Editions Gallmeister / Totem / 2022/ 320 pages
Le Chinook est un vent qui balaye ce Montana rural de ranchs et de petites villes, toile de fond des nouvelles de Pete Fromm qui nous parlent de vies de famille comme de solitude, d’amour et de fidélité, d’engagement ou d’héroïsme. À travers les portraits de gens simples se dessine le tableau tout en finesse des existences fragiles qui peuplent cet Ouest américain. La prouesse singulière de Pete Fromm est de révéler combien ces gens ordinaires sont dans leur humanité bien plus grands qu’il n’y paraît, donnant ainsi davantage de profondeur à nos propres existences.
Je lis peu de nouvelles. J’aime les romans fleuves qui nous emmènent des heures durant, nous font vivre des torrents d’émotions et qu’on ne lâche qu’à regret après s’être attachés aux personnages.
Mais voilà que Pete Fromm arrive avec ce recueil de 16 nouvelles (quand même) qui ne font pas plus de 20, 30 pages, et qui parvient, avec son talent fou, à nous faire passer par tous les sentiments d’un grand roman.
Il utilise pour nous embarquer un vecteur tout indiqué. Le Chinook, ce vent qui ne souffle en hiver que dans les plaines glacées du Montana si cher au cœur de l’auteur. Un vent au caractère si fort qu’il peut faire passer l’air de -25• à 15• faisant fondre toute la neige sur son passage et inonder les routes, comme « un souffle d’été au milieu de l’hiver », une parenthèse qui laisse entrevoir ce que cache la nature au creux d’elle-même avant de se refermer.

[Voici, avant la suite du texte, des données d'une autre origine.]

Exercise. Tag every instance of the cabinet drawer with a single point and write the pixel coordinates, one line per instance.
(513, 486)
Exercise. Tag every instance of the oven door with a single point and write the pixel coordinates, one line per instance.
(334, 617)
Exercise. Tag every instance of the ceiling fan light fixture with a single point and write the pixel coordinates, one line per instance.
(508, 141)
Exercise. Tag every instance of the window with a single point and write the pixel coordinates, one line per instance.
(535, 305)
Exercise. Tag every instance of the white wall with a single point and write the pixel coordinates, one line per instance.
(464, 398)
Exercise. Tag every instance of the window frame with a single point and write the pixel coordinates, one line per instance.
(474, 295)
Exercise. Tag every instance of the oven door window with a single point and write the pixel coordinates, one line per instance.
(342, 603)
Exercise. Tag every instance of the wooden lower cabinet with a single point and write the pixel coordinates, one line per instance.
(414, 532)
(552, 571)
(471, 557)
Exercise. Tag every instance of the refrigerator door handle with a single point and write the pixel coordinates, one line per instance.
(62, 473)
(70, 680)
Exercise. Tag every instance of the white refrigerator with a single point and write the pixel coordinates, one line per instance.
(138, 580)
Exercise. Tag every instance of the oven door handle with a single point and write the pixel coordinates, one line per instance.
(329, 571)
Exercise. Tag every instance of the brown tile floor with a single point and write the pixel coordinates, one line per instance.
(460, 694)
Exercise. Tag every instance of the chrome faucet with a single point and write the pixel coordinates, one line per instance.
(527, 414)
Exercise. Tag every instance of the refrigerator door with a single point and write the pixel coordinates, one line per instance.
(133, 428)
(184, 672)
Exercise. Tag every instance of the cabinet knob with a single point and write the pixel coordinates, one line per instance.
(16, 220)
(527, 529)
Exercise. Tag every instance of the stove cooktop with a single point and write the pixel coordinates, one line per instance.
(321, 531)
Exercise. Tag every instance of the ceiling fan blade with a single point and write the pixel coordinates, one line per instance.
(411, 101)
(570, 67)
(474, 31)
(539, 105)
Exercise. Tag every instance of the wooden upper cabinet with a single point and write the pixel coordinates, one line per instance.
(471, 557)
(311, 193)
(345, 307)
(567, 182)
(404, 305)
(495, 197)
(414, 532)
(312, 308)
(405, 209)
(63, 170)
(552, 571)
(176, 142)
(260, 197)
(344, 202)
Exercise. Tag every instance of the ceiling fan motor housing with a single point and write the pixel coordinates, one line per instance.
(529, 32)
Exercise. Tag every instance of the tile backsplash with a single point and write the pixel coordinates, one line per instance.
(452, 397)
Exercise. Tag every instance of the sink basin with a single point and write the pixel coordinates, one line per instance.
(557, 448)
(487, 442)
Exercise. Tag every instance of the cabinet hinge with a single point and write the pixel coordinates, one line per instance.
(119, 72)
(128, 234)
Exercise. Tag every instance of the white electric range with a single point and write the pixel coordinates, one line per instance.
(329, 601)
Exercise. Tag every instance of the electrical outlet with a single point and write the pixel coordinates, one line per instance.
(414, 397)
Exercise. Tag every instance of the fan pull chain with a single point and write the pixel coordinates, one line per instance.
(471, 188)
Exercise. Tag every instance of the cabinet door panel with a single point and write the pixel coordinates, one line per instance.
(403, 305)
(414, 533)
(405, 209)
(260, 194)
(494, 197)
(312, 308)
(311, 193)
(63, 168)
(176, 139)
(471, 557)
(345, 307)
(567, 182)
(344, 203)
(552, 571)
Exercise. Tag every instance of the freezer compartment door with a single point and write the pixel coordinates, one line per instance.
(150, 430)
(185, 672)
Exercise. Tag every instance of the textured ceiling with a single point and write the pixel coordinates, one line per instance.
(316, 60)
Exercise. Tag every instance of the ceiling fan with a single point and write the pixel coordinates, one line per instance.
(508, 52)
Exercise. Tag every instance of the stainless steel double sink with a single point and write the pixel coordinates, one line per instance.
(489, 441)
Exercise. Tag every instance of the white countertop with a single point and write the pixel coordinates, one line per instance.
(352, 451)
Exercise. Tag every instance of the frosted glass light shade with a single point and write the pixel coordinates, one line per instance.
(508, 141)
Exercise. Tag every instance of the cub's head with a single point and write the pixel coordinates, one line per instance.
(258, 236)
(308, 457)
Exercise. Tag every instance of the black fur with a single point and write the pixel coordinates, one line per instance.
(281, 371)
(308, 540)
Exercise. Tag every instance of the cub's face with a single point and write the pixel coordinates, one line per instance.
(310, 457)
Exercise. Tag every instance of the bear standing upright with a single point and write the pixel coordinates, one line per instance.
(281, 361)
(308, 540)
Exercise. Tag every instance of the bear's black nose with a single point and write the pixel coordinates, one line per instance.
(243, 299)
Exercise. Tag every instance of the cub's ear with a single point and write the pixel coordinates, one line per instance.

On a perdu tant de temps qu’on n’a plus le temps de passer du temps à s’inquiéter de savoir si le moment est bien choisi.
Pete Fromm laisse donc souffler le Chinook sur les habitants du Montana, dévoilant ainsi leurs fragilités sous la couche de rudesse nécessaire à survivre dans un monde hostile. Parlons-en de ce monde! La nature, si présente dans l’œuvre de l’auteur, est ici magnifiée et au service de l’histoire, de ces histoires d’hommes et de femmes qui nous laissent entrouvrir la porte de leur vie. L’amour, la solitude, la famille… autant de thèmes qui peuvent être emprunts de douceur comme dévastateurs. Avec leurs failles, leurs questionnements, parfois des croisées de chemins ou des choix qui s’imposent… des gens ordinaires qui montrent tous des forces et des fragilités qui en font des gens extraordinaires.
Le format de la nouvelle ne laisse pas le choix : il faut immédiatement capter le lecteur, construire des personnages et un contexte efficaces, offrir des descriptions précises sans traîner en longueur… et personne d’autre que Pete Fromm, à mes yeux et selon mon cœur, n’est capable de nous embarquer dans une telle bourrasque d’émotions.
Là-haut, la neige ensevelissait tout et quand le vent tombait, le silence devenait à nul autre pareil. Peut-être l’avenir ressemblait-il à cela, le silence seulement brisé par des moments qu’il n’aurait jamais cru devoir espérer un jour.